Das Schultheaterfestival «Best Festival» des Theaters Chur in Zuoz ist gestartet. Jeden Tag berichten sechs Schülerinnen und zwei Schüler für uns vom Festival und verfolgen die Themen ihrer Generation. Das war Tag eins.

Südostschweiz
09.04.19 - 14:09 Uhr
Kultur
Die Festivalreporter waren zum ersten Mal im Einsatz.
Die Festivalreporter waren zum ersten Mal im Einsatz.
ZVG

von Albrecht Lehmann

Zum ersten mal wird das «Best Festival» von einer Gruppe begleitet, die darüber berichtet. Sie sind schreibwütig, theaterbesessen und kokettieren mit dem Wahn eines journalistischen Berufes. Sie sind zwischen 16 und 19 Jahre alt und üben sich diese Woche im Schreiben von Kritiken, von Berichten, Kommentaren und kleinen Reportagen. Neugierig sind sie unterwegs, geleitet vom Wunsch, nicht nur zu schauen, sondern zurück zu geben.

An diesem Montag kam die Gruppe das erste mal zusammen. In Teams strömten sie aus, halfen sich gegenseitig. Diskussionen über die richtige Formulierung, die Suche nach einem griffigeren Wort, einem geschmeidigeren Eingang oder Ausgang in den Text. Vielleicht mit dem Ziel, den eigenen Text zu verbessern - aber sicher auch, um den SchülerInnen, deren Spiel sie beobachtet hatten, eine würdige und würdigende Antwort zu geben.

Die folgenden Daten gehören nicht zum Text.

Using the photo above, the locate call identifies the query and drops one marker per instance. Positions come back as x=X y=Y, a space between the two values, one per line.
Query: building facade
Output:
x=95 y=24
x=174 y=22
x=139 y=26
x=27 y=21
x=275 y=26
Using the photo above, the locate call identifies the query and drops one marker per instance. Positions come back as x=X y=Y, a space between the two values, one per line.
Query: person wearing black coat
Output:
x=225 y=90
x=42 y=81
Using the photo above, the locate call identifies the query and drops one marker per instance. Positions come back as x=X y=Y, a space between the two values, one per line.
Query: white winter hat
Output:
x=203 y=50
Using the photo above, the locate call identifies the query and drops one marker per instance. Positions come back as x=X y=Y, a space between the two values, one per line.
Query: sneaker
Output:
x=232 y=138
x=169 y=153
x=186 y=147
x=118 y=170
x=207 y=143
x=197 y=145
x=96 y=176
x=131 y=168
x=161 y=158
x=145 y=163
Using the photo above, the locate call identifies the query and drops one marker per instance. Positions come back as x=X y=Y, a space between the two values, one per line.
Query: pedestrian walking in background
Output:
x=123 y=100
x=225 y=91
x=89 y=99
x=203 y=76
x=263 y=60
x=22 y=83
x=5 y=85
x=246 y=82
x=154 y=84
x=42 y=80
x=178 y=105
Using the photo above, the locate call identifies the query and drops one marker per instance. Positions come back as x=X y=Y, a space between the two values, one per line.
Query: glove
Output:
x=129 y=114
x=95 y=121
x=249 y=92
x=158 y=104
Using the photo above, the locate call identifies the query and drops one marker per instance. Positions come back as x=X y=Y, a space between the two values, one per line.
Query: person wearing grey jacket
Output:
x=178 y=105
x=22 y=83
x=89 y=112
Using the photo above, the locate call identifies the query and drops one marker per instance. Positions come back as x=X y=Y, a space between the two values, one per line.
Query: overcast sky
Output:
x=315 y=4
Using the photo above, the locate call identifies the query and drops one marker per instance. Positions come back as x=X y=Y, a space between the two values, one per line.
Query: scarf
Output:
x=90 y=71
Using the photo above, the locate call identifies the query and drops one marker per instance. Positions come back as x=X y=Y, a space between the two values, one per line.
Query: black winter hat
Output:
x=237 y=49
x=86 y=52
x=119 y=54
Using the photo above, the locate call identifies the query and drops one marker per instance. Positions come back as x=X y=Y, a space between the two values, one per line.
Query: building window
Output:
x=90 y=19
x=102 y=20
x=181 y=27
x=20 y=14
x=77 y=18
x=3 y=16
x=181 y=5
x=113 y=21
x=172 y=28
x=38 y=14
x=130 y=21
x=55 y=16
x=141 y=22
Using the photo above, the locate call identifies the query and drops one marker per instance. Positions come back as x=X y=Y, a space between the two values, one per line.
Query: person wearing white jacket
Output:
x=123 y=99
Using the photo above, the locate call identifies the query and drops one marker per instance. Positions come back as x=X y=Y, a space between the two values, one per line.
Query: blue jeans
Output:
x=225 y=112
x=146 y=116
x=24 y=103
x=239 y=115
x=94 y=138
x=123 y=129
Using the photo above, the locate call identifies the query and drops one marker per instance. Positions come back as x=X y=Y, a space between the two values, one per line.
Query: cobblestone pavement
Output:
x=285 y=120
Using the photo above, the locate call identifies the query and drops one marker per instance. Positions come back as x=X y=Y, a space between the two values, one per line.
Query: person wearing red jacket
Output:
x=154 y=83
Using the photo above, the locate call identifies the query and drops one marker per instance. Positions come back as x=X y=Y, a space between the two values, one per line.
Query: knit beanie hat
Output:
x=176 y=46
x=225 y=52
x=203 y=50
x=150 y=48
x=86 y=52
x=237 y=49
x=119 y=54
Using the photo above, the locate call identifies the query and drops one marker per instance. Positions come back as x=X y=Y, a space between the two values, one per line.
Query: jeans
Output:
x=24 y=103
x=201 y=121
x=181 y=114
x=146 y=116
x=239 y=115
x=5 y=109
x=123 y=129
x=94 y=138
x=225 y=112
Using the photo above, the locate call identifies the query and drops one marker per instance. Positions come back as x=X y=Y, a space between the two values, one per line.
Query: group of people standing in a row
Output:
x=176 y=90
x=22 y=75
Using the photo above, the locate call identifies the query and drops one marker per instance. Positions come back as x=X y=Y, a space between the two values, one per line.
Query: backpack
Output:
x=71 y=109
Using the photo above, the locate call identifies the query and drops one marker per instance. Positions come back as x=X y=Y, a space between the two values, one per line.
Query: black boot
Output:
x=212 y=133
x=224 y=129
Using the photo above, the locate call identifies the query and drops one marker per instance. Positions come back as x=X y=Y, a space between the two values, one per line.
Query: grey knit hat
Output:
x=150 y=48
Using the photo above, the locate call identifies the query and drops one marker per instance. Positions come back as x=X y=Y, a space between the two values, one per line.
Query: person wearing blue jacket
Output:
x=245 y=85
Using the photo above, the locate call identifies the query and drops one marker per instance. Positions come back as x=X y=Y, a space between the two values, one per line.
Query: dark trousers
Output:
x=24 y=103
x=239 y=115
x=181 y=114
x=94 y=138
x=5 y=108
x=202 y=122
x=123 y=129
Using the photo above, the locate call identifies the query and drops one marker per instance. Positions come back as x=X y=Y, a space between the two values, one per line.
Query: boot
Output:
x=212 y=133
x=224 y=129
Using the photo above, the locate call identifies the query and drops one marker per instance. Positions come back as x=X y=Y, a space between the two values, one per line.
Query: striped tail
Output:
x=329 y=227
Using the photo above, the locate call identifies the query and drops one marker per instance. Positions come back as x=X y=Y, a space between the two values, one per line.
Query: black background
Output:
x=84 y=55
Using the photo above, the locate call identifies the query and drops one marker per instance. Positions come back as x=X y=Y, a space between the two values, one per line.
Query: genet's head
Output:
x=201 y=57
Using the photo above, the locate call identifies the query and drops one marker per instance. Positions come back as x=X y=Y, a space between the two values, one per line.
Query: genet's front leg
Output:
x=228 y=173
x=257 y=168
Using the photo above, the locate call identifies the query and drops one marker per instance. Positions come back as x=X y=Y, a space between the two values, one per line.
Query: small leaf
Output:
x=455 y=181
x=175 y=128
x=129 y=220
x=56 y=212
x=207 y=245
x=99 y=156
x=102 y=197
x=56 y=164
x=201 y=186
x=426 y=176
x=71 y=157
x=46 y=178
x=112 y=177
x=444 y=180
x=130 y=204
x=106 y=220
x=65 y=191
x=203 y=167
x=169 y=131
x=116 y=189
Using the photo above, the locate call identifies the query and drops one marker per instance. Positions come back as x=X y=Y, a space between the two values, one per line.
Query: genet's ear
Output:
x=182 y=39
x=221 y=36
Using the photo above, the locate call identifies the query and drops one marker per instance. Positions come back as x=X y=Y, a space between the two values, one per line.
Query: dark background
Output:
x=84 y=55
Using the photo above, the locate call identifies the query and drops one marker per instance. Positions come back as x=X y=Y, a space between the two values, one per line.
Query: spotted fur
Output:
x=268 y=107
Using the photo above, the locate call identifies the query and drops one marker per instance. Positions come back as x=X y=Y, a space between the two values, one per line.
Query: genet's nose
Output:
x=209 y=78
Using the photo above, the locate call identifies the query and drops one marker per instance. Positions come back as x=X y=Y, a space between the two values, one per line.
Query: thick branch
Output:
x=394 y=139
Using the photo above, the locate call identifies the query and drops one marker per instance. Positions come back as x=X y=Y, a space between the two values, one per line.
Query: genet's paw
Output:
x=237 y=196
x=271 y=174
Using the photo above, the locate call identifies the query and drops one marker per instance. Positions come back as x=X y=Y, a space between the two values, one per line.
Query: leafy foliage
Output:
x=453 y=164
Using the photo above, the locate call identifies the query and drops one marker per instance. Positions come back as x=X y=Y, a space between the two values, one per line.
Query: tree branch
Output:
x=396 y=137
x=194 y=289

«Spotlight - s'Beschta vom Bescht» heisst das Ergebnis in Form eines Tagesblattes. Und das sind die Beiträge - zu jeder Inszenierung eine Kritik - des ersten Tages:

Ruhe vor dem Sturm von Zippora Orlik

Ruhe. Die Schulhallen des Lyceums in Zuoz sind leer. An den Wänden hängen Fotos der gewonnenen Sportanlässen von den frühen 60ern bis in die Gegenwart. Ausgewählte Kunst versucht die kühlen Hallen etwas zu beleben. Der erste Schüler stolpert durch die Gänge, reibt sich, immer noch halb schlafend, die Augen. Ein normaler Montagmorgen? Nein. Man hört Stimmen näher kommen. Lachen. Die Tür geht auf, eine Schulklasse betritt das Lyceum. Und noch eine. Und noch eine. Aufgeregt und wild plaudern alle durcheinander. Schuhe quietschen, irgendwo fällt etwas zu Boden. Der Schülerstrom fliesst in eine Richtung: die Aula.

Kurze Zeit später sitzen alle auf ihren Plätzen. Der Lärmpegel sinkt, die Nervosität steigt. Spannung liegt in der Luft. Und dann geht es los: Loris Mazzocco begrüsst die Anwesenden, und bittet jeden Einzelnen, der mit Theater zu tun hat, auf die Bühne. Egal ob Schauspieler, Zuschauer oder Techniker. Jeder gehört ins Rampenlicht, denn jeder trägt dazu bei, dass diese Woche ein Erfolg wird. Mit einer gemeinsamen Motivations-Welle erreichen wir den Höhepunkt des Kick-Offs und die Woche kann beginnen. Jeden Moment wird hier die erste Klasse ihr einstudiertes Stück vorspielen und den Kampf gegen Nervosität und Angst starten. Toi, toi, toi!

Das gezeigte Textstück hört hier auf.